This section is from the book "Practical Cooking And Serving", by Janet McKenzie Hill. Also available from Amazon: Practical Cooking and Serving: A Complete Manual of How to Select, Prepare, and Serve Food [1919].
Put the milk into glass fruit jars, adjust the covers, but do not turn them down; set the jars on the rack in a steam kettle (aluminum ware is good for this purpose, because it holds the heat), and fill the kettle with water to the height of the milk in the jar. Heat the water until the thermometer in the water-bath registers 171° Fahr. The temperature of the milk will be several degrees lower. Keep the kettle covered. Now remove the kettle to a place where the water will remain at this temperature. Put two stove-lids under the kettle, or remove to a table and throw over it a heavy comfortable - cotton wadding is a non-conductor of heat - and allow it to stand thus for half an hour. Now cool as quickly as possible, but gradually at first, or the bottles will break; then set away the jars in a cool place. The double-boiler may be used, but the steam kettle is more convenient for the use of the thermometer, and the glass jars are proper vessels in which to store milk.

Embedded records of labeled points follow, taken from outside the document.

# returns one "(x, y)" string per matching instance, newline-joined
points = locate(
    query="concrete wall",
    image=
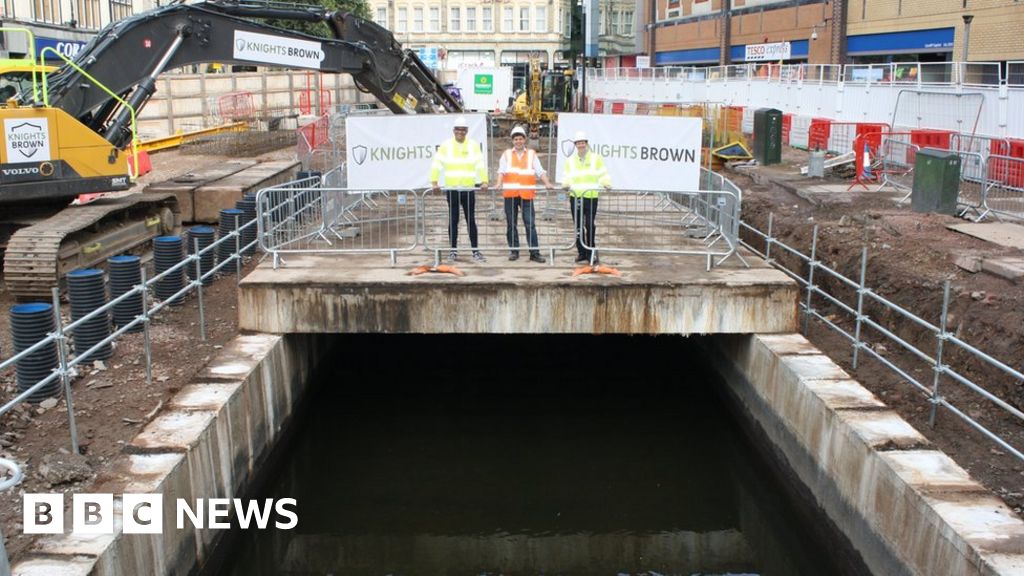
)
(207, 443)
(906, 507)
(189, 101)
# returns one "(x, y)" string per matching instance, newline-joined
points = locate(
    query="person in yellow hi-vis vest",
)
(519, 166)
(459, 161)
(584, 174)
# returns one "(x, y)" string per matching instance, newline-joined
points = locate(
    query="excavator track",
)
(40, 255)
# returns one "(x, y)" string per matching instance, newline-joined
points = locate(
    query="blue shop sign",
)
(912, 41)
(67, 47)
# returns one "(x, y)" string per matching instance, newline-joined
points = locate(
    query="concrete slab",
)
(360, 293)
(211, 198)
(1004, 234)
(183, 186)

If a double-boiler be used, let it be a large one, so that the water in the bath may rise to the level of the milk.
For this is needed some sort of a utensil having a rack to hold the cans, or bottles up out of the water. The ordinary steam kettle answers this purpose, but any saucepan of sufficient height, in which a rack can be fitted, is satisfactory. Pour water into the bottom of the pan below the rack of bottles and let boil twenty minutes after boiling begins. The steam surrounding the bottles, or jars of milk, heats them. Cool as quickly as possible; after a little while they may be set into a pail of cold water. Cover the jars, or close the bottles with cotton wadding, before heating the milk.